Monday, February 4, 2013

Yamaguchi City

We just went to Yamaguchi City for the first time on Sunday and tried to see our fair share of sites in the area. The big event on Sunday was the monthly Flea Market. It happens on the first Sunday of the month from sunrise to 3pm. We got on the road around 8:30am and it took about two hours with a few wrong turns mixed in. Beware if driving: the tolls added up to about $40! Parking was free.

As we are preparing our house for a new baby in May, we don't have a lot of space to share with antiques. It was really fun looking around at gorgeous wooden boxes, old tools, those hilarious garden-gnome-style beavers wearing hats, kimonos, sake barrels, and crafts, but we didn't find anything that needed to stay in our house.
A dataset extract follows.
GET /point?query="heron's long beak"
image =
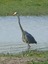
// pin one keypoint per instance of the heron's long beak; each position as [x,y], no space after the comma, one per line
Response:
[14,13]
We found a few things for our taste buds though: apple cider and fresh apple pastries from a local apple orchard! 

Five-Storied Pagoda
After our shopping trip, we headed over to one of the most famous pagodas in Japan: the Five-Storied Pagoda. It was a beautiful day and we took Eddie for a walk along the grounds. 

A nice stranger offered to take our picture. Why not?
After relaxing in the sun and doing a little hiking around the pagoda, we got back in the car and went over to Xavier Memorial Church. It was built in 1998 but memorializes St. Francis Xavier's work in Japan 400 years ago. 

A Catholic church in Japan
Thanks for bringing Christmas over here, St. Francis Xavier!
We usually try to go somewhere that looks interesting for lunch on day trips but there weren't too many places in Yamaguchi with English signs. We ended up going to a little place called "Organic Delicatessen" but found that it was more of a grocery store and buffet. Nothing was freshly cooked or very exciting.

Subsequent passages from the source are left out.